The Best Bad Song of All Time



SCENE: The public swimming pool. Lowell, Ohio. Summer, 1982.

The FM station out of Parkersburg, West Virginia, had this on heavy rotation, crackling out of the Sanyo transistor that sat on the edge of my towel. Gnawing on a Bit 'O Honey from the concession stand, I'd basked in the sun, drip-drying after a few rounds of Marco Polo. The smell of chlorine, wet concrete. Coltish teenage girls congregating in bikinis. Dudes doing the cannonball. Probably 95 degrees out.

With "I Love You," by Climax Blues Band (right), the DJ was bringing the tempo down after, say, the jaunty oompa-loompa of the Oak Ridge Boys' "Elvira." The first low ripples of the electric piano sort of quiet the pool, blue skies shimmering overhead. A cloud passes over. An airplane in the distance. It's, what, 3:30? Check the waterproof Casio.

And then that guitar solo hit. The first stirrings of something, not sure what. The perfect lilting note, the arc of it, how it ascended, then ascended again. Woop-doo-woooooop! woop-doo-woooop! And that was it. As if the solo suddenly became a pink animated laser cutting cursive letters in air, sparks shooting off it like an arc weld and revealing a Technicolor fantasia near the deep end: Coltish teenage girls congregating in bikinis!

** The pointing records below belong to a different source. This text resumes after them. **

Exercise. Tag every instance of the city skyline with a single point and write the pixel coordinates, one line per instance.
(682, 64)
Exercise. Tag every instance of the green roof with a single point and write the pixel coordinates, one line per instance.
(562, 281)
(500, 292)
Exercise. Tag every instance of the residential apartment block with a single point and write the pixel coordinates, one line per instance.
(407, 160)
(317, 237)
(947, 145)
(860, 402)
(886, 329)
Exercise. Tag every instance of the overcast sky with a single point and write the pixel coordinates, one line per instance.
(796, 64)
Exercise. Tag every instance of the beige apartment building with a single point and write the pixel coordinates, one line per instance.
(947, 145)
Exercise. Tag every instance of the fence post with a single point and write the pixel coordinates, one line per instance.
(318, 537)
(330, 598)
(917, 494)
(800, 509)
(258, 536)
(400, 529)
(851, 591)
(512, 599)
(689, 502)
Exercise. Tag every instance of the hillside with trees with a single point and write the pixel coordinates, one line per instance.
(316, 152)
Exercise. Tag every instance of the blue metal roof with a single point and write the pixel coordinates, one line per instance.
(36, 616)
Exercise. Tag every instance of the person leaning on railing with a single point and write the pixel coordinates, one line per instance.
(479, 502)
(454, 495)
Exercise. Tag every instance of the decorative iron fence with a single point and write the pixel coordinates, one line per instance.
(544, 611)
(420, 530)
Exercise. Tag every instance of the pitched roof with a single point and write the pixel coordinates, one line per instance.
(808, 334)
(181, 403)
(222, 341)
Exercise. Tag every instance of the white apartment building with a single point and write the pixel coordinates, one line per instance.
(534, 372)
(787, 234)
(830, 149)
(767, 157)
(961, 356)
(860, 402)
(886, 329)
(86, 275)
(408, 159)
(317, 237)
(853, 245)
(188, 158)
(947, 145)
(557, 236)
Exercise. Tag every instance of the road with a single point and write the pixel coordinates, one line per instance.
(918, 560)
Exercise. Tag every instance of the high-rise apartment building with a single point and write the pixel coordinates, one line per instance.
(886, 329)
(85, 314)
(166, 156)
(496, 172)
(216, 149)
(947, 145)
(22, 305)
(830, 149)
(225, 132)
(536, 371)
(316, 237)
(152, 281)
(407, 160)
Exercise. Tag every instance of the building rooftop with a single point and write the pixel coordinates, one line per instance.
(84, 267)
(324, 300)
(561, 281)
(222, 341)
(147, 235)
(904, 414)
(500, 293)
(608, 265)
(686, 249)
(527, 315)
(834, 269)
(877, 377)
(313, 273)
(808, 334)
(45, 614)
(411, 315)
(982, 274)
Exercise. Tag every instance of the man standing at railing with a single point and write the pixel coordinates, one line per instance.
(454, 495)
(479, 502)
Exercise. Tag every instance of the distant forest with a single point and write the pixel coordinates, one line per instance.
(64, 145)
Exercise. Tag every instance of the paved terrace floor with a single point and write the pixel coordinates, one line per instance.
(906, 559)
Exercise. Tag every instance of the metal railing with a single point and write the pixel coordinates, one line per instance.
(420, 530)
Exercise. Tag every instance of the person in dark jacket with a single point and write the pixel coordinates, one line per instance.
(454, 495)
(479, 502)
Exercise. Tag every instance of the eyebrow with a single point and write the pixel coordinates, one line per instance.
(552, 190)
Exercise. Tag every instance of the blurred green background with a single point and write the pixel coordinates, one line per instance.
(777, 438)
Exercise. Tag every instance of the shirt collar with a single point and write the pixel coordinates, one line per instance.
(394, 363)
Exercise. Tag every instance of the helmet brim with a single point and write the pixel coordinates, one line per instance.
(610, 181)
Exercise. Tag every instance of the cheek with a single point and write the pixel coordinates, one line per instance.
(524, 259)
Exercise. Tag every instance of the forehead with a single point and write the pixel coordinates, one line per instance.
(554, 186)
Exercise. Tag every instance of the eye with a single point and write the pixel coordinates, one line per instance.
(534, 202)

Since then I never looked back
It's almost like livin' a dream
Ooh I got you


I was 11 years old. After that, I don't remember hearing the song again. They don't even have it at my local karaoke bar. It's like it evaporated - poof. But like a boomerang, it returns, making me woozy in that VH1 Classics kind of way. But now nostalgia strains against reality, the burnt cursive rusting away, those coltish teenagers of yore all cossetted in their BBQ-fattened suburban enclaves somewhere far away. The song's about a twentysomething longhair who gets reformed by some lovely gal he meets (in AA?).

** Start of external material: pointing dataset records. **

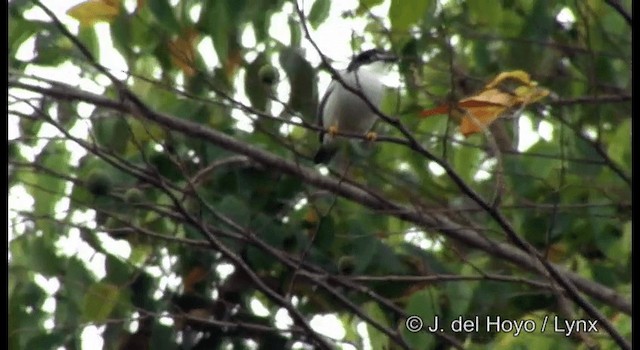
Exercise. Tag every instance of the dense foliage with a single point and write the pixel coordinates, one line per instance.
(175, 203)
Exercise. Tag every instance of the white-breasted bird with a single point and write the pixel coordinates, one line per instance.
(341, 110)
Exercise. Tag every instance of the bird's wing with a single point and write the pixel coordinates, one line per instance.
(323, 103)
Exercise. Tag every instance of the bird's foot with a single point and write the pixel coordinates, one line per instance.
(371, 136)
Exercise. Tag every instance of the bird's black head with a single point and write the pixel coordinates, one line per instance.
(371, 56)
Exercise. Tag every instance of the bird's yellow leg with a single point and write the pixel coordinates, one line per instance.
(371, 136)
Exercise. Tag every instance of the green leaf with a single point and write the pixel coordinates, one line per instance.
(296, 33)
(620, 145)
(163, 12)
(368, 4)
(302, 78)
(42, 257)
(466, 162)
(404, 14)
(89, 39)
(257, 91)
(319, 12)
(46, 341)
(99, 301)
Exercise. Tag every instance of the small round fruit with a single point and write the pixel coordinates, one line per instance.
(268, 74)
(133, 196)
(99, 183)
(346, 264)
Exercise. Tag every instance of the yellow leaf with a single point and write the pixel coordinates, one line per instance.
(182, 52)
(92, 11)
(494, 101)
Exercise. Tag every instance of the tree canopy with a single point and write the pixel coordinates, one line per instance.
(162, 191)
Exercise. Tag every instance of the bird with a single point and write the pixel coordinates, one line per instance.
(341, 110)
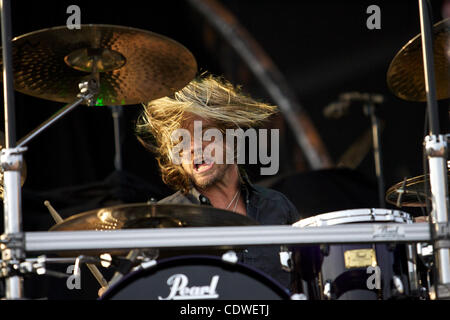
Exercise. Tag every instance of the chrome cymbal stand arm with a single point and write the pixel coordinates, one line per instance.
(436, 149)
(11, 162)
(11, 159)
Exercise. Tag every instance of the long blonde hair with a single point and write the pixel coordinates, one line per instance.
(209, 97)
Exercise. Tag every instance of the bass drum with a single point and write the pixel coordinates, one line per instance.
(372, 271)
(196, 278)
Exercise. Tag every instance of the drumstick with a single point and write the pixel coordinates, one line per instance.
(93, 268)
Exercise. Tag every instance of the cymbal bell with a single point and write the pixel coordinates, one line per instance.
(410, 193)
(405, 76)
(133, 65)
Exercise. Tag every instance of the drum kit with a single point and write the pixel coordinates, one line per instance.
(329, 256)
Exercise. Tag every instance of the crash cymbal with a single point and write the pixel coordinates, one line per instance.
(405, 76)
(23, 172)
(134, 66)
(411, 192)
(143, 215)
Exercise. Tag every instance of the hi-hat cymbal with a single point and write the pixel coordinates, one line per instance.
(134, 66)
(405, 76)
(143, 215)
(410, 193)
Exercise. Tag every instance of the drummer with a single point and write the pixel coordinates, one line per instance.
(214, 103)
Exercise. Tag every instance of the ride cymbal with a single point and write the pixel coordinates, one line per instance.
(405, 76)
(410, 193)
(133, 66)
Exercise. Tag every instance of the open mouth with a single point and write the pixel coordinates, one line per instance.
(203, 166)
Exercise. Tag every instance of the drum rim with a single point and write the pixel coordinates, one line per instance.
(274, 285)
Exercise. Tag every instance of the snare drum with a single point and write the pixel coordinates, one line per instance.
(354, 271)
(196, 278)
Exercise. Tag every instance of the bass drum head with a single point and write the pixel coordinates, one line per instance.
(197, 278)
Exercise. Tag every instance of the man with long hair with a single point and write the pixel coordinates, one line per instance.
(199, 179)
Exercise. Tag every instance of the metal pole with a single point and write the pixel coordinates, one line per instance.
(117, 112)
(80, 241)
(11, 160)
(436, 147)
(61, 113)
(377, 152)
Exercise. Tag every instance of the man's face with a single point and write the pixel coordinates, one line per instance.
(205, 173)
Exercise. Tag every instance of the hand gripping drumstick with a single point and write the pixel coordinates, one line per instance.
(93, 268)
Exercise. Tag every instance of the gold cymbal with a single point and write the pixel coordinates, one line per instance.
(412, 192)
(133, 65)
(23, 172)
(405, 76)
(143, 215)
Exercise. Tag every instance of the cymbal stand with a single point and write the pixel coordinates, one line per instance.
(436, 150)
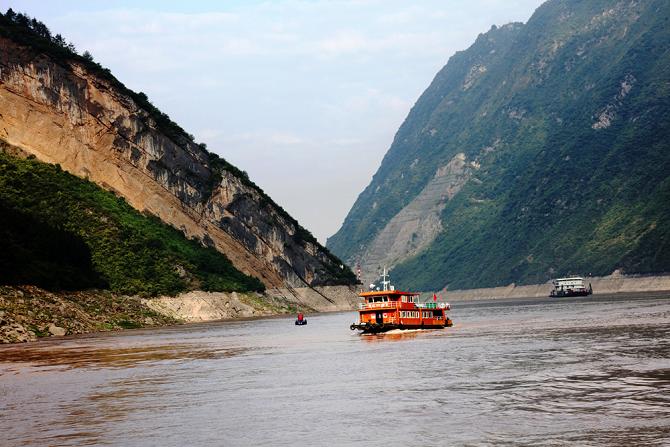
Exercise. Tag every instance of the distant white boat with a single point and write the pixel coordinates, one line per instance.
(572, 286)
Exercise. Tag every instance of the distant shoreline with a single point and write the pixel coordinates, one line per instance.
(616, 283)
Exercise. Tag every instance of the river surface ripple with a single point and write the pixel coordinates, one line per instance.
(586, 371)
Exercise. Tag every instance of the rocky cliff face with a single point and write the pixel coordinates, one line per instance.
(553, 138)
(61, 112)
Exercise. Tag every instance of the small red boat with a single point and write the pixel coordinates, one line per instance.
(301, 320)
(385, 310)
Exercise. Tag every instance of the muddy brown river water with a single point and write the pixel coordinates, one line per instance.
(592, 371)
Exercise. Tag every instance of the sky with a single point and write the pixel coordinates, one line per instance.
(306, 96)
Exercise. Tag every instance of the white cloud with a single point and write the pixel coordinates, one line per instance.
(304, 95)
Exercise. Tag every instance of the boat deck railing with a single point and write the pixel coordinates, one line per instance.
(396, 304)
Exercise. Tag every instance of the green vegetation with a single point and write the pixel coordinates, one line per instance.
(59, 231)
(553, 194)
(28, 31)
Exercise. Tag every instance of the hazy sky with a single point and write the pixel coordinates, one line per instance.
(305, 96)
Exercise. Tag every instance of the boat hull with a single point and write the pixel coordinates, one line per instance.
(562, 294)
(376, 328)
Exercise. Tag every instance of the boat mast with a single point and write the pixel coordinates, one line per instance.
(385, 281)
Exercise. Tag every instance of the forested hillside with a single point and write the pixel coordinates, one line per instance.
(541, 150)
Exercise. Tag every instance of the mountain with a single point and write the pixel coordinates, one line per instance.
(539, 151)
(65, 109)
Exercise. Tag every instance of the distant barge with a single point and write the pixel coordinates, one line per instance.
(573, 286)
(385, 310)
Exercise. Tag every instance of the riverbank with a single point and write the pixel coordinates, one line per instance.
(611, 284)
(28, 313)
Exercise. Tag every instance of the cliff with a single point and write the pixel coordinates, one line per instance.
(539, 151)
(67, 110)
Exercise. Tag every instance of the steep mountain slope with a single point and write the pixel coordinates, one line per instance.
(66, 109)
(541, 150)
(58, 231)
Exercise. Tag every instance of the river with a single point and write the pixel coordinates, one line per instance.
(582, 371)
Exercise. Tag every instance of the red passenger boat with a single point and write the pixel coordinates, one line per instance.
(385, 310)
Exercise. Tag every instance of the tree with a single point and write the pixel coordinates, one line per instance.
(58, 40)
(10, 14)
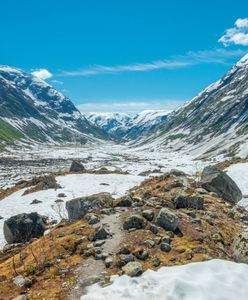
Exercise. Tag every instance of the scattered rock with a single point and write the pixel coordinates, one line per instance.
(21, 281)
(21, 297)
(79, 207)
(134, 221)
(217, 181)
(153, 228)
(177, 173)
(100, 233)
(149, 244)
(167, 219)
(133, 269)
(148, 214)
(61, 195)
(23, 227)
(92, 218)
(76, 166)
(126, 258)
(35, 201)
(185, 201)
(125, 201)
(165, 247)
(240, 247)
(108, 262)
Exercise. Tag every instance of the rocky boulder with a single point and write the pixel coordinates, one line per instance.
(240, 247)
(217, 181)
(79, 207)
(167, 219)
(22, 228)
(134, 221)
(76, 166)
(185, 201)
(133, 269)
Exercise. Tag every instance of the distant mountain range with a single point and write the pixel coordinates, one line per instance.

You picked me up from off the floor and gave me a smile
You said you're much too young, your life ain't begun, let's walk for awhile ...

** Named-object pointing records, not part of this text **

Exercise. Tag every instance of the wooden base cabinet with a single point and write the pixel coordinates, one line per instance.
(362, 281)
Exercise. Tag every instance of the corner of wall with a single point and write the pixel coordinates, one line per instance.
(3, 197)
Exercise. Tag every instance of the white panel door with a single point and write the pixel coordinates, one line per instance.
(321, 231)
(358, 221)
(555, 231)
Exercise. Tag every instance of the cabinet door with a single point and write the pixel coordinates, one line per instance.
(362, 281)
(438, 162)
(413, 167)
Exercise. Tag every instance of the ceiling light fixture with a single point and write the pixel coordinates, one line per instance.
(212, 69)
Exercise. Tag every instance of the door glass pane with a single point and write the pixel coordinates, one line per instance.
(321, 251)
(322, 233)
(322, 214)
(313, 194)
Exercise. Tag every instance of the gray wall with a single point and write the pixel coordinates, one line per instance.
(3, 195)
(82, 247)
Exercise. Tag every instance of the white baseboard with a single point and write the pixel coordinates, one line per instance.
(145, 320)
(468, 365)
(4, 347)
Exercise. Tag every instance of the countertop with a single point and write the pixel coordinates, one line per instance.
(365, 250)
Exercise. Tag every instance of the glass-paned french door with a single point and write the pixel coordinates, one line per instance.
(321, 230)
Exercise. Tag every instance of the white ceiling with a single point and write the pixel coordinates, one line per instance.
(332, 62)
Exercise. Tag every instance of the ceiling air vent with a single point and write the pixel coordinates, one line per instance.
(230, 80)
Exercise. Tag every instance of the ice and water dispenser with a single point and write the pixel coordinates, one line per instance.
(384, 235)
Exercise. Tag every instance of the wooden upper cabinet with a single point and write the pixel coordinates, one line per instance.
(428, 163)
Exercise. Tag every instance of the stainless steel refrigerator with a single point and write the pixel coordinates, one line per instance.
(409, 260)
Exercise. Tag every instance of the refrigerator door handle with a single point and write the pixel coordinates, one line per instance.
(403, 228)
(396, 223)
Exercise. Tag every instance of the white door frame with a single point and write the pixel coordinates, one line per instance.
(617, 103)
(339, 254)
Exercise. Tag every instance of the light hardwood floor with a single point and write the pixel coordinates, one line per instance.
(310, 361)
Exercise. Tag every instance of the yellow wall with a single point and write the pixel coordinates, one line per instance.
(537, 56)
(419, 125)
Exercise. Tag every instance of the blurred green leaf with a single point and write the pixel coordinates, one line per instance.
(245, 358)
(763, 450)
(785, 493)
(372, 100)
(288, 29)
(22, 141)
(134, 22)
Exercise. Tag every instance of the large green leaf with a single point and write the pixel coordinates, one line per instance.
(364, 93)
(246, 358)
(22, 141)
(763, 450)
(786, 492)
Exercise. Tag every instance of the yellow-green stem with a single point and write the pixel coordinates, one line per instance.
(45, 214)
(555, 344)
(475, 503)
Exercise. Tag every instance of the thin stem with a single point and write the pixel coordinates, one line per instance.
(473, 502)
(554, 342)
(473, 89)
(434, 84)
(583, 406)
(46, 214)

There's something very Christ-like about this moment. You kind of wonder if she carried him along the beach and there were only one set of footprints. Anyway, now this song is a recommended number on Romanceclass.com, where you can "learn to love." Even the online encyclopedia Wikipedia calls this "arguably the best love song written." I should probably be embarrassed to admit it, but that's about right. Air Supply Nirvana. I admit it's prompted a slow dance or two with Dewey Dell. I do thank her for helping me not become a besotted bum. She doesn't even make me cut my hair!